Researchers Nasrin Alamdari and Ebrahim Ahmadisharaf from the FAMU-FSU College of Engineering were awarded a fellowship by The Everglades Foundation to collaborate with Dr. Thomas Van Lent at the organization on a new study that explores the impact of climate change in the Everglades.
According to the researchers, existing infrastructure guided by outdated models may pose a problem in the face of climate change-induced fluctuations to the landscape.
“These physical water infrastructures were designed and operated under historical climate trends which will not necessarily happen in the future,” Alamdari said. “The operation of existing infrastructures and the planning and design of new ones need to be informed by plausible socioeconomic climate pathways.”
Alamdari and Ahmadisharaf are researchers with the college’s department of civil and environmental engineering and the RIDER Center, and will be investigating future climate variables such as rainfall and air temperature under various plausible socioeconomic pathways.
The researchers will use a community-developed diagnostic and performance metric tool for the evaluation of Earth system models with observations. The Coupled Model Intercomparison Project Phase 6 (CMIP6) is part of an international effort to project plausible pathways of the future climate based on greenhouse gas emission and socioeconomic pathways. The scenarios are proposed by the Intergovernmental Panel on Climate Change (IPCC), the leading international body of the United Nations for climate change assessments.
“The focus of my research is on advancing the characterization of floods and surface water pollution, both of which are affected by the climate change,” Ahmadisharaf said. “Changes in the intensity and seasonality of climatic variables affect the dynamics of floods.”
He explains, “Larger rainfalls lead to larger flood risks and more water pollution as a result of more wash off of pollutants from the land surface to the streams. Understanding these nonstationary changes is vital to predict floods and surface water pollution in the future.”
The research study will support decisions related to flood hazard mitigation and planning for water infrastructures like levees and gated spillways. The central and southern Florida water system is unique and complex and is highly managed through several canals, levees and gated spillways, according to the investigators.
The faculty members plan to produce high-resolution future climate datasets. The investigation will provide information on the impact of climate change based on hydroclimatic extremes like floods and droughts and the operation of existing physical water infrastructures across central and southern Florida.

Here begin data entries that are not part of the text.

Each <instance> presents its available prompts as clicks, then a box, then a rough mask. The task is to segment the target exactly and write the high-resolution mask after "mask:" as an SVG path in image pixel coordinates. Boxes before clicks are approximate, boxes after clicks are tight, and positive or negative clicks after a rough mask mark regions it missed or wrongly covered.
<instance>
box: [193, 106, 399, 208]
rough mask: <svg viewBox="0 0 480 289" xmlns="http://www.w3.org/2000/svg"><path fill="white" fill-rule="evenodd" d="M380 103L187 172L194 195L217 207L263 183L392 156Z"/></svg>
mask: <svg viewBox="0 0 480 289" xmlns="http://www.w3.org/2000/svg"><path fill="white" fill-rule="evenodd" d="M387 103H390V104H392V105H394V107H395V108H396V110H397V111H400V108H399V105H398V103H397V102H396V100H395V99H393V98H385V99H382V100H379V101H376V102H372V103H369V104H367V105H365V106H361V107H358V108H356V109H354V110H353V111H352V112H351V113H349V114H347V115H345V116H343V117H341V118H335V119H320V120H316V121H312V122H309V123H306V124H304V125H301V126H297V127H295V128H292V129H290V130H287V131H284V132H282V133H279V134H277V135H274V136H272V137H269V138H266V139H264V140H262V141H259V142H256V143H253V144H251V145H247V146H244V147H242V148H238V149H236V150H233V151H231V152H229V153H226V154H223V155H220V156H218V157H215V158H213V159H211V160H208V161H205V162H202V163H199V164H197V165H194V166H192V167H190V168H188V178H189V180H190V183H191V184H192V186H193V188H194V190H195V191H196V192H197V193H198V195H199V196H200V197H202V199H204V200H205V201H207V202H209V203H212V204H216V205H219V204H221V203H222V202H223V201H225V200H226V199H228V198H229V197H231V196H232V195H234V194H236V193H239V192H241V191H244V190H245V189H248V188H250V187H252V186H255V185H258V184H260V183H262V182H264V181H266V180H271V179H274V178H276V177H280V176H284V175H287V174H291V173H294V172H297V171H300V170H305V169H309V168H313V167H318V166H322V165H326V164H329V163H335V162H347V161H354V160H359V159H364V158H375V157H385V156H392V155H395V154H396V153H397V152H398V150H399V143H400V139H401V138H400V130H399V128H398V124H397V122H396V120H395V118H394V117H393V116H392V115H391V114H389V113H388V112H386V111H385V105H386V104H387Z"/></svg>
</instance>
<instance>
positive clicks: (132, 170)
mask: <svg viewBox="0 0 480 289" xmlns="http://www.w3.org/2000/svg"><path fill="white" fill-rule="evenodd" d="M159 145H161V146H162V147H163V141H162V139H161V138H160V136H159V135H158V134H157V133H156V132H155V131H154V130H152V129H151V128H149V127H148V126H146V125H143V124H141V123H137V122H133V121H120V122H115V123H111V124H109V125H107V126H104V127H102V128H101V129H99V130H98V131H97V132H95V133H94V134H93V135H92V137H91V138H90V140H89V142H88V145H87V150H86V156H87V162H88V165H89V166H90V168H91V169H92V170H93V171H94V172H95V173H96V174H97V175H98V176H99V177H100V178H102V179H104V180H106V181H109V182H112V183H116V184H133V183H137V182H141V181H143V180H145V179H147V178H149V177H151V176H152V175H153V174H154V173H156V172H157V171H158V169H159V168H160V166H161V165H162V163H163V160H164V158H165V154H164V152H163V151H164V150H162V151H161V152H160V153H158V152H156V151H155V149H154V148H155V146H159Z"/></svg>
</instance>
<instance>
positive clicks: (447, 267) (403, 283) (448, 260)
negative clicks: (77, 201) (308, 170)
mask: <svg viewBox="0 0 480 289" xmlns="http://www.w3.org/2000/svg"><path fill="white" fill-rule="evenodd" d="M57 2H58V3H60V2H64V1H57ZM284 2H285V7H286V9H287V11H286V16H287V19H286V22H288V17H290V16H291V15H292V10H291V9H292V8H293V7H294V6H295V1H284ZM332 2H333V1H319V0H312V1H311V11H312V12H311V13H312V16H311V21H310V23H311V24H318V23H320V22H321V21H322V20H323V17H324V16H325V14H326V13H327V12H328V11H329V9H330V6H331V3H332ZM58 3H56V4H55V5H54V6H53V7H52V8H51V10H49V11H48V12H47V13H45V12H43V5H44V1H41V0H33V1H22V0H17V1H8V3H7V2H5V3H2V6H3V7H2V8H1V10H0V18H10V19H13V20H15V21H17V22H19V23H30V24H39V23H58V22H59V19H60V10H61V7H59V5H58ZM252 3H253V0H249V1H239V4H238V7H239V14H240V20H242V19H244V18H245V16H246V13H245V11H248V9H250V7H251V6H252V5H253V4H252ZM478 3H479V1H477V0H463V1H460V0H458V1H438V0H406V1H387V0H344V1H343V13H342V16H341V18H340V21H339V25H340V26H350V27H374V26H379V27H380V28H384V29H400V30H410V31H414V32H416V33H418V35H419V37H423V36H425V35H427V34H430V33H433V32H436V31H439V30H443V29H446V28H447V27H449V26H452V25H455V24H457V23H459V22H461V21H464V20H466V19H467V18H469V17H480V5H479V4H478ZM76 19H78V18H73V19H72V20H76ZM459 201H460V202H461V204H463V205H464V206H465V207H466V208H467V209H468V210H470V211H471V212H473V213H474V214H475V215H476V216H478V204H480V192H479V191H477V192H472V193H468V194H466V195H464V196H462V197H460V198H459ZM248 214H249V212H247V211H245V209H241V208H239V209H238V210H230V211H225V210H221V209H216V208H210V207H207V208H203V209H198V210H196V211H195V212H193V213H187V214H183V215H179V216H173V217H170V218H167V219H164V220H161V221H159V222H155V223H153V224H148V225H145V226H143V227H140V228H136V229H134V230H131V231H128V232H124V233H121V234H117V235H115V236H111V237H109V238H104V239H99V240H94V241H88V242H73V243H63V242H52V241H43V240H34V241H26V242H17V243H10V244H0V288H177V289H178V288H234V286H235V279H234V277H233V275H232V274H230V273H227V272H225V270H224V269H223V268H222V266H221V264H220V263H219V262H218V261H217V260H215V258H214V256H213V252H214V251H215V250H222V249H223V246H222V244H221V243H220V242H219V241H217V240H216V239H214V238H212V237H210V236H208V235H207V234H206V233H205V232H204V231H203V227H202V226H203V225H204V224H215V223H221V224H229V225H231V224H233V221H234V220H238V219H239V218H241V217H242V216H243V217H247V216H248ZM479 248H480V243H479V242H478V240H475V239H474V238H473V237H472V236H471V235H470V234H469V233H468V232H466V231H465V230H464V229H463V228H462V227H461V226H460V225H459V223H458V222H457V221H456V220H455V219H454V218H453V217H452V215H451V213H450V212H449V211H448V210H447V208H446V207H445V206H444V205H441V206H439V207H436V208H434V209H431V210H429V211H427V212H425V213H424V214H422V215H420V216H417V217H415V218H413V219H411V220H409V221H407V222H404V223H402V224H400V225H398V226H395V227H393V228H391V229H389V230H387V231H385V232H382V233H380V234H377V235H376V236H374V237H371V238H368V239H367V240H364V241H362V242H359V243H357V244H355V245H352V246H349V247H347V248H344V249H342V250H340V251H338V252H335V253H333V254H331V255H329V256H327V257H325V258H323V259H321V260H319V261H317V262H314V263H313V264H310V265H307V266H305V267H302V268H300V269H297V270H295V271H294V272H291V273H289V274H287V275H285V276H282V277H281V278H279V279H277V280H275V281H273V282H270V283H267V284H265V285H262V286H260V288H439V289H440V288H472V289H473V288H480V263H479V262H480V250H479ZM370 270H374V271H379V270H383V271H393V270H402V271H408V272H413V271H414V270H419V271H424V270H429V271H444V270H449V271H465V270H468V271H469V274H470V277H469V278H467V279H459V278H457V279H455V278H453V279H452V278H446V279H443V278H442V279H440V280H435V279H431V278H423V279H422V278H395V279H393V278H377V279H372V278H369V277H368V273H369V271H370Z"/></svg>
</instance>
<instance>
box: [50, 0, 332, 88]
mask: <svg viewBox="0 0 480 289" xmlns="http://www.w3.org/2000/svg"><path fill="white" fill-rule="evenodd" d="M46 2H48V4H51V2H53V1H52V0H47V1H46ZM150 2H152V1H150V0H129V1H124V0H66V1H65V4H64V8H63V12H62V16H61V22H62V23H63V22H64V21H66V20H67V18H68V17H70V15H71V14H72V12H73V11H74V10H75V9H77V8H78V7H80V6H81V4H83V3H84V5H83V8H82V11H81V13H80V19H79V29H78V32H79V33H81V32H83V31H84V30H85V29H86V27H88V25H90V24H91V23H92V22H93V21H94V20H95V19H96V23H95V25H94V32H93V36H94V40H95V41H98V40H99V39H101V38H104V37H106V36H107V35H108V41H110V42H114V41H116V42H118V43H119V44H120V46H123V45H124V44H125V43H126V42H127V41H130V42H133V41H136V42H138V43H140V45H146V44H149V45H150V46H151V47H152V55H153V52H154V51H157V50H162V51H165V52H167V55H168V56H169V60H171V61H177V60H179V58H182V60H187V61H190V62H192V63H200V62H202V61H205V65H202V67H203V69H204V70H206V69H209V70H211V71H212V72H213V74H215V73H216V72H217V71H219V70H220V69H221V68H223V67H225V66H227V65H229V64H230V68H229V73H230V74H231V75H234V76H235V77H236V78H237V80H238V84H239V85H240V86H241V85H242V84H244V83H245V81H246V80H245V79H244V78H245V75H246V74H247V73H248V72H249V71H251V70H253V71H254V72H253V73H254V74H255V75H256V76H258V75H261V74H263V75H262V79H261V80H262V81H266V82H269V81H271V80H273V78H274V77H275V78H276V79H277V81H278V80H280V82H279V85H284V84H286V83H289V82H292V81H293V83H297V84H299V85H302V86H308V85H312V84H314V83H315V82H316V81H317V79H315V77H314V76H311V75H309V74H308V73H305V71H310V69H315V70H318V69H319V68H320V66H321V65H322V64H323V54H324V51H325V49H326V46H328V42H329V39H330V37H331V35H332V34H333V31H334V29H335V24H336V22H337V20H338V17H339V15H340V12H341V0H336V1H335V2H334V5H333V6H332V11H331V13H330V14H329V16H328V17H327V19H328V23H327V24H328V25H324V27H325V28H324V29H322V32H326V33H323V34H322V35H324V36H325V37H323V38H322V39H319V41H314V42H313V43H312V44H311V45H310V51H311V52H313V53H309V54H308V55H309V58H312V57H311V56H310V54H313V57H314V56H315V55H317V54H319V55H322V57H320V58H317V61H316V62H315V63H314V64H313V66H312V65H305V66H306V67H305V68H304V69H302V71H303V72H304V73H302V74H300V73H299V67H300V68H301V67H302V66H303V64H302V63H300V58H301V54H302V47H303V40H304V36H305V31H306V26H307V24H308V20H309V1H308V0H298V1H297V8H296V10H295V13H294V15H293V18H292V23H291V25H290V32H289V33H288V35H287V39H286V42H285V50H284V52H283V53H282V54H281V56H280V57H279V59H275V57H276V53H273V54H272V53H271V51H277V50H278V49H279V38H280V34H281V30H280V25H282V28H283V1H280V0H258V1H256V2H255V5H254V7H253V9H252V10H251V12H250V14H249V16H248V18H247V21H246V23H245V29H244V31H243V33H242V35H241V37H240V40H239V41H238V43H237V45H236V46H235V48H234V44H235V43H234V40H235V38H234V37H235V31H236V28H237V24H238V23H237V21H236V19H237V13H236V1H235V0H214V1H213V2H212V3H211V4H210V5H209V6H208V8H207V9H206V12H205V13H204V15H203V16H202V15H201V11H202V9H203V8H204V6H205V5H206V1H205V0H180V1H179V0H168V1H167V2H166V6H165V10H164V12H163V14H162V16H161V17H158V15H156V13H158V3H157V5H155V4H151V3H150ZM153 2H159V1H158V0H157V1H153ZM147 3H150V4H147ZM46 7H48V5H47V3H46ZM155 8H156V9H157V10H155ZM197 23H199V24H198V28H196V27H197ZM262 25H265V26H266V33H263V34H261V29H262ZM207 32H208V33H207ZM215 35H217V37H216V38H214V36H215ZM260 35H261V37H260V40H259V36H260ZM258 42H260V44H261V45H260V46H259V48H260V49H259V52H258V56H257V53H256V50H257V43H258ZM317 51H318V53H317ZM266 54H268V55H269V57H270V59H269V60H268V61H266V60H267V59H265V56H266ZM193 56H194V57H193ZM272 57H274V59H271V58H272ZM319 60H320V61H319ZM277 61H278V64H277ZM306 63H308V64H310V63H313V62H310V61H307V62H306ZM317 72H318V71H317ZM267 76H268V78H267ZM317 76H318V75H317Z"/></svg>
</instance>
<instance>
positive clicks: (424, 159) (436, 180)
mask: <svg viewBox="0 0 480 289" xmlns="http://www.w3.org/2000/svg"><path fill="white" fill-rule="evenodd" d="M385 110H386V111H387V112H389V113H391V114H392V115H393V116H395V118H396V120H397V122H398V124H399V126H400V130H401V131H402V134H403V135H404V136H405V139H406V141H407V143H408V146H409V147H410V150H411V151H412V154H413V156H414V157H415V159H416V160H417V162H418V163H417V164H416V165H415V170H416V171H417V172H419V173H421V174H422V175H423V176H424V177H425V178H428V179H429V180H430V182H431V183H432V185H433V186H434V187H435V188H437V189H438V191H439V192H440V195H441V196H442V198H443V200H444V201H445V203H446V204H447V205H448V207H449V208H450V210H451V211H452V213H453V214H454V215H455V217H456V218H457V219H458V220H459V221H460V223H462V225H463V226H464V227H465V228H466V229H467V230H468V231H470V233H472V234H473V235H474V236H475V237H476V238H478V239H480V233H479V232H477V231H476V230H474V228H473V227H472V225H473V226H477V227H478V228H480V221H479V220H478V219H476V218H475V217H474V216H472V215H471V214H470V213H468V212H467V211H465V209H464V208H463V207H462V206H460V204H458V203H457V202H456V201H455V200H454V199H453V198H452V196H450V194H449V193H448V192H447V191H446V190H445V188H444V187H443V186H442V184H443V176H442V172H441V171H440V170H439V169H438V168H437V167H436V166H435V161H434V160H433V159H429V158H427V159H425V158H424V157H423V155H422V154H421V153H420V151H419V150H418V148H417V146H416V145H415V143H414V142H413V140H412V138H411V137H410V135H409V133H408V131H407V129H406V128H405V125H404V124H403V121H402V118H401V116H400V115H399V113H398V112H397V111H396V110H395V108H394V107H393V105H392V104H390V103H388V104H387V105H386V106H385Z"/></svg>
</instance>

Several agencies such as the US Army Corps of Engineers, the South Florida Water Management District, Florida Department of Environmental Protection, and National Park Service will benefit from the research.
“The ongoing Comprehensive Everglades Restoration Plan—a project to restore, preserve and protect the South Florida ecosystem—can benefit from this research,” Ahmadisharaf said. “It is multi-billion-dollar project that was developed with a limited consideration of the climate change.”